Un vieux proverbe dit que ceux que les dieux veulent
détruire, ils les rendent d'abord fous. Il en était de même pour ces
Juifs. Ils avaient tué le Sauveur, ils avaient violé les commandements
de Dieu et ils avaient attiré sur leur tête les malédictions prononcées
sur eux dans de nombreuses Écritures, dont le chapitre 27 du
Deutéronome, s'ils ne respectaient pas la loi du Seigneur. Malgré leur
ville forte et leur nombre, ils étaient si divisés entre eux qu'ils ne
pouvaient pas se défendre efficacement. L'évocation de cette
destruction de Jérusalem me ramène à Rome et à l'Arc de Titus, élevé
pour commémorer ses victoires, et sur lequel est gravée la
représentation des chandeliers à sept branches, et une grande variété
de trésors apportés par lui de Jérusalem.
Le roi David avait appris la force de Jérusalem par la difficulté qu'il
avait rencontrée à la prendre aux Jébuséens ; et il est plus que
probable que Dieu lui ordonna d'y situer la ville.
Le rabbin Askenasi
a déclaré à propos des dix tribus qu'il n'avait aucune idée de
l'endroit où elles se trouvaient, mais il croyait qu'elles étaient
préservées et que leur postérité reviendrait et que le temps viendrait
où Dieu bénirait Israël et où l'eau serait abondante dans Jérusalem. On
lit au 47e chapitre d'Ézéchiel, que des eaux vives devaient sortir de
Jérusalem et couler vers l'est ; et que le prophète a vu un homme avec
un ruban à mesurer à la main. Il mesura cinq cents mètres, et l'eau lui
arrivait jusqu'aux chevilles ; il en mesura cinq cents autres, et l'eau
lui arrivait jusqu'aux genoux ; cinq cents autres, et elle arrivait
jusqu'à sa poitrine ; cinq cents autres, et c’était une rivière avec
des eaux pour nager, qui ne pouvait être traversée. Il continue et
décrit cela comme quelque chose qui devrait avoir lieu à Jérusalem.
Je
pensais, en me tenant sur le mont des Oliviers, au dernier chapitre de
Zacharie, où, à propos de la venue du Sauveur, il est dit que ses pieds
se poseront sur le mont des Oliviers, qui est devant Jérusalem, à
l'est, et que la montagne s'ouvrira en son milieu, une moitié vers le
nord et une moitié vers le sud. Une très grande vallée se formera et le
pays sera transformé en plaine depuis Guéba jusqu'à Rimmon, au sud de
Jérusalem, et sera élevé, et des hommes y habiteront. Le même prophète
nous dit que des eaux vives sortiront de Jérusalem, moitié vers
l'ancienne mer, moitié vers la mer arrière…
J'ai fait deux
visites minutieuses, l'une à l'église du Saint-Sépulcre, l'autre à la mosquée
d'Omar [dôme du Rocher, ndlr], ainsi qu'aux terrains adjacents.

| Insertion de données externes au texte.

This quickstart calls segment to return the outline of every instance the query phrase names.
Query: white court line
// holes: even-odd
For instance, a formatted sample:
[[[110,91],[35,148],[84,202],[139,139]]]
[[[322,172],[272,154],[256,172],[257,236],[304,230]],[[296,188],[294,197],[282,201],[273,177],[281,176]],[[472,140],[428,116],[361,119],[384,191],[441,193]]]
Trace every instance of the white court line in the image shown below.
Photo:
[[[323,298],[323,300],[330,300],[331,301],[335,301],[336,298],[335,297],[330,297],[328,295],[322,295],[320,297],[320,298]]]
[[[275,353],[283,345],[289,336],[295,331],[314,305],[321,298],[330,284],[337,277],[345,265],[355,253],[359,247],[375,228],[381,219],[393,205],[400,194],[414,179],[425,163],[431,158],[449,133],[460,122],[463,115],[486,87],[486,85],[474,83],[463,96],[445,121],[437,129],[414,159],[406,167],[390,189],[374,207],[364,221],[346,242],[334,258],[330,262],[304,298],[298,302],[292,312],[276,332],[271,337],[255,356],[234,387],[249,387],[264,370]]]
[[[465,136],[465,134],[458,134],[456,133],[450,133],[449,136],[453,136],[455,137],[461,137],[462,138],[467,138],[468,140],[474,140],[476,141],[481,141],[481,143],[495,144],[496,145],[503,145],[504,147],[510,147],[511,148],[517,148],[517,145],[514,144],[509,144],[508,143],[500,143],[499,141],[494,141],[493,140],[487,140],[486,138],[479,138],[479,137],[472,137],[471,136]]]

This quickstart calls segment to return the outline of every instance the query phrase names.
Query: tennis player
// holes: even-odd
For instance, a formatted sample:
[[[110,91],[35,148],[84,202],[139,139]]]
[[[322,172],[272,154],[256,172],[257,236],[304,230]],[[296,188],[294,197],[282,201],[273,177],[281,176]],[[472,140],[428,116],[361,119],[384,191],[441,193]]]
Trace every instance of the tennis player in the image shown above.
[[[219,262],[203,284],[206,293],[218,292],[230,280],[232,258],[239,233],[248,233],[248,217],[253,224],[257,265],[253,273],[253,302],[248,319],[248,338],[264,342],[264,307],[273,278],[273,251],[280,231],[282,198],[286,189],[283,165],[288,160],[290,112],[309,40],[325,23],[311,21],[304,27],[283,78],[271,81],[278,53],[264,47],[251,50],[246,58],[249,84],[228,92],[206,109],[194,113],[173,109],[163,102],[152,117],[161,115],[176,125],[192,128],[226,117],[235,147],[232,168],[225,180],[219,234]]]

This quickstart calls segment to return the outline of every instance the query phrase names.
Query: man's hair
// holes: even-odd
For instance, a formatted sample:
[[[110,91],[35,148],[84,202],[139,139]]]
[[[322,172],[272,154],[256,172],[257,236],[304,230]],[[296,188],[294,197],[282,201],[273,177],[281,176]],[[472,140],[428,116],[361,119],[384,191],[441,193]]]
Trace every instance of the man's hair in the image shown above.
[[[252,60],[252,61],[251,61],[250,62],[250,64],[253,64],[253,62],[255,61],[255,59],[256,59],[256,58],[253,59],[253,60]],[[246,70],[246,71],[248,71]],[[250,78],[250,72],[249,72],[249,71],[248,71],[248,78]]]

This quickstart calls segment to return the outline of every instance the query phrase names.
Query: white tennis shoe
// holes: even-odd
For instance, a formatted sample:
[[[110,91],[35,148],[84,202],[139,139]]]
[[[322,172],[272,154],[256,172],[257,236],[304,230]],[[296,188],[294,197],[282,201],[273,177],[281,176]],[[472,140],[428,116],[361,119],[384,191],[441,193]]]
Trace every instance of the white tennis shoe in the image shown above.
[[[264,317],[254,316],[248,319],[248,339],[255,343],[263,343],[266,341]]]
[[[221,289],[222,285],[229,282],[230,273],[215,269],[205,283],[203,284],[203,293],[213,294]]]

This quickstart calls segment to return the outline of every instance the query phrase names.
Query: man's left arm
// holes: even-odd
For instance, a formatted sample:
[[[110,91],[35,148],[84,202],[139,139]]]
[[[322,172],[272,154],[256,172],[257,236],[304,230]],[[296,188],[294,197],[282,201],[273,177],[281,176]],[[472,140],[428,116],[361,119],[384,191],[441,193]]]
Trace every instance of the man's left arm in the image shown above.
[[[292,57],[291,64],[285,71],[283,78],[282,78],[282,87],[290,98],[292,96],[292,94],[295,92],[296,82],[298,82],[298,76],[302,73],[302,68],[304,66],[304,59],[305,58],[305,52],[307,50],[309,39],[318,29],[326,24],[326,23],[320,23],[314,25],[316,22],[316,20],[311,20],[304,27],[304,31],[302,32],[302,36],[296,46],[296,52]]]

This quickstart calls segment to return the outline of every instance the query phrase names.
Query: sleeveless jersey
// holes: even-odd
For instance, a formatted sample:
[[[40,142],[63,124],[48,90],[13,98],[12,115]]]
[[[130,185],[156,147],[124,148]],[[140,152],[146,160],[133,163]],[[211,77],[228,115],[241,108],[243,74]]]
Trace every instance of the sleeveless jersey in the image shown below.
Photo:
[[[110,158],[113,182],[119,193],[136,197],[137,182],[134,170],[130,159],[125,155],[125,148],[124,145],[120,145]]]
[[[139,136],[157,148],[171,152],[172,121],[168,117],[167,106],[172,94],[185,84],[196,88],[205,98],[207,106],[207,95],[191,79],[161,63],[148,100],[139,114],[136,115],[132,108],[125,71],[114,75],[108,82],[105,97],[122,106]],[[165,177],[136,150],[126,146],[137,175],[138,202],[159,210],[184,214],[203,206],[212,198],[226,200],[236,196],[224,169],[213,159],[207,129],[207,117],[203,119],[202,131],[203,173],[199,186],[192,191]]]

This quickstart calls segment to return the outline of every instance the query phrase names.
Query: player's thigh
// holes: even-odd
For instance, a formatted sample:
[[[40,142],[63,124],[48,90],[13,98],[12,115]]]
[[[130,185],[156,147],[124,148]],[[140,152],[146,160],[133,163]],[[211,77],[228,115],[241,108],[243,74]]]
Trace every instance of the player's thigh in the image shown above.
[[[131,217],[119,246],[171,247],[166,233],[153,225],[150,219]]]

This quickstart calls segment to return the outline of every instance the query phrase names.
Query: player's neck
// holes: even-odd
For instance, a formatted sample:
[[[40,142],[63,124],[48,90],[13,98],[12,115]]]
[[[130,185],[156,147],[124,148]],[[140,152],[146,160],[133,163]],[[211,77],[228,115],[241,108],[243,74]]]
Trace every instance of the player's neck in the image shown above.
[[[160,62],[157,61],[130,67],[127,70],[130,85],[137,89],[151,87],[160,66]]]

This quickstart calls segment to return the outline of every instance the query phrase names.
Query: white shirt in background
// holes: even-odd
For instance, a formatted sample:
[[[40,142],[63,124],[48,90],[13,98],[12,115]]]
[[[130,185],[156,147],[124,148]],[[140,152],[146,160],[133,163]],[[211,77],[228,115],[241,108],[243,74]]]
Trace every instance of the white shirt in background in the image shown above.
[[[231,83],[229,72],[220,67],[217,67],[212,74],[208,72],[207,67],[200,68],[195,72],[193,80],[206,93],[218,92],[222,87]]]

J'ai également visité de
nombreux autres lieux d'intérêt à Jérusalem, mais en vous faisant un
récit détaillé de ce que nous avons vu et traversé, d'une manière aussi
dispersée, je ne peux décrire les impressions que j'ai ressenties à ce
moment-là. Je n'avais aucun doute sur le fait que j'avais parcouru les
lieux où le Sauveur et ses apôtres, ainsi que les prophètes, les rois
et les nobles d'Israël avaient vécu, même si je ne croyais pas beaucoup
aux endroits indiqués par les moines. Mais j'étais satisfait d'être
à proximité des sites où se sont déroulés les grands événements rapportés
dans les Écritures.
Aujourd'hui, il ne reste plus grand-chose qui
puisse être identifié au-delà de la période de l'occupation des croisés
ou des Romains. Assurément, nous avons vu le sommet du mont Moriah, sur
lequel se dresse la mosquée d'Omar [dôme du Rocher, ndlr]. Il y a des rochers naturels et des
grottes naturelles à l'intérieur. La vallée de Josaphat est là. Des
archéologues ont creusé profondément sous Jérusalem à la recherche de
preuves permettant de déterminer son site d'origine, mais les moines
ont alarmé sur les dégâts que pourrait causer le fait d'annoncer que
certaines localités n'étaient pas où elles sont actuellement
représentées, et le gouvernement turc en a été ému. C'est pourquoi les
sites des fouilles ont été fermées et nous n'avons pas été autorisés à
y entrer.
La correspondance
du président Lorenzo Snow au Deseret News, la correspondance de Paul A.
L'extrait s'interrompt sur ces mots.